Legal and Political Rights for Women in the Uk
Essay by review • November 27, 2010 • Essay • 354 Words (2 Pages) • 1,338 Views
Western female thought through the centuries has identified the relationship between patriarchy and gender as crucial to the women's subordinate position. For two hundred years, patriarchy precluded women from having a legal or political identity and the legislation and attitudes supporting this provided the model for slavery. In the late 19th and early 20th centuries suffrage campaigners succeeded in securing some legal and political rights for women in the UK. By the middle of the 20th century, the emphasis had shifted from suffrage to social and economic equality in the public and private sphere and the women' s movement that sprung up during the 1960s began to argue that women were oppressed by patriarchal structures.

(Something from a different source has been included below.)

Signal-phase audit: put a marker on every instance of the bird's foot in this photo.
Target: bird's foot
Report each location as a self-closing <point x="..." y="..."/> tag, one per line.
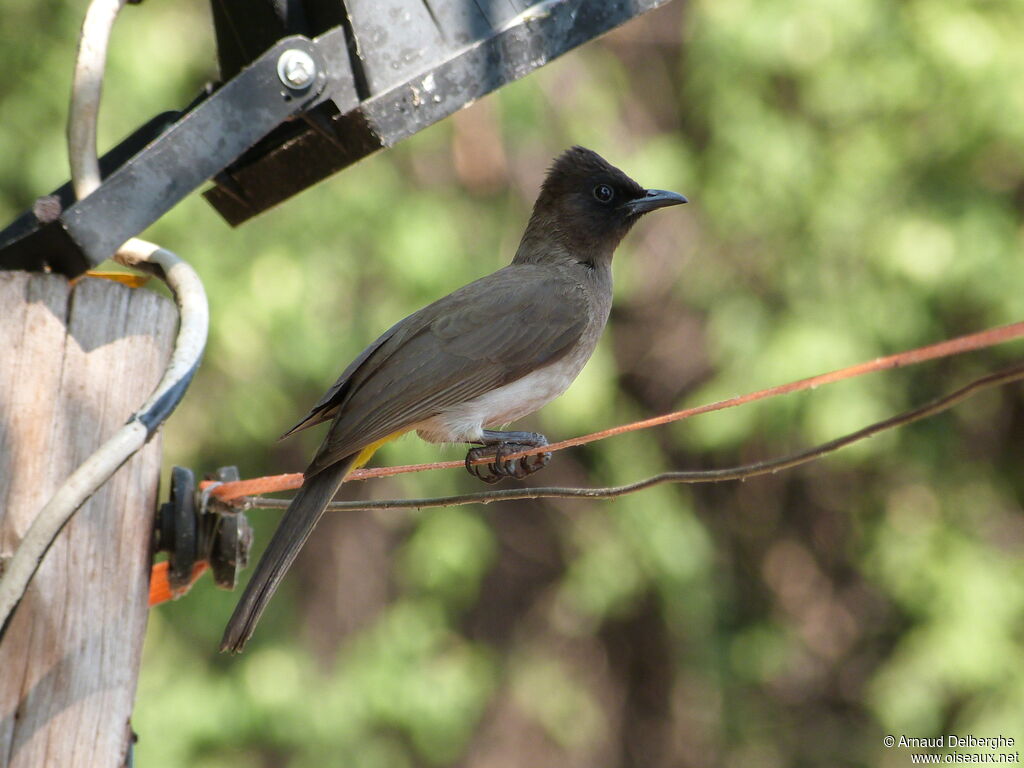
<point x="500" y="445"/>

Equal status for women of all races, classes, sexualities and abilities - in the 21st century these feminist claims for equality are generally accepted as reasonable principles in western society; yet the contradiction between this principle of equality and the demonstrable inequalities between the sexes that still exist exposes the continuing dominance of male privilege and values throughout society (patriarchy).
Patriarchy is arguably the oldest example of a forced or exploitative division of social activities and clearly existed before it was ever examined by sociologists, the features of patriarchy had been accepted as natural (biological) in substance. It was not until feminists in the 1960s began to explore the features and institutions of patriarchy, that the power of the concept to explain women's subordinate position in society was proven. The feminist engagement with theories of patriarchy criticized pre-existing theoretical positions and their ideological use; tracing theoretical views about gender and gender roles etc. Developing theories to explain how gender inequalities have their roots in ideologies of gender difference and a hierarchical gender order, feminist theoretical concepts of patriarchy are able to explain and challenge gender inequality and the gendered division of labor in the private and social spheres. They have done this by challenging concepts of gender, the family and the unequal division of labor underpinned by a theory of patriarchy that has come to reveal how it operates to subordinate women and privilege men, often at women's expense.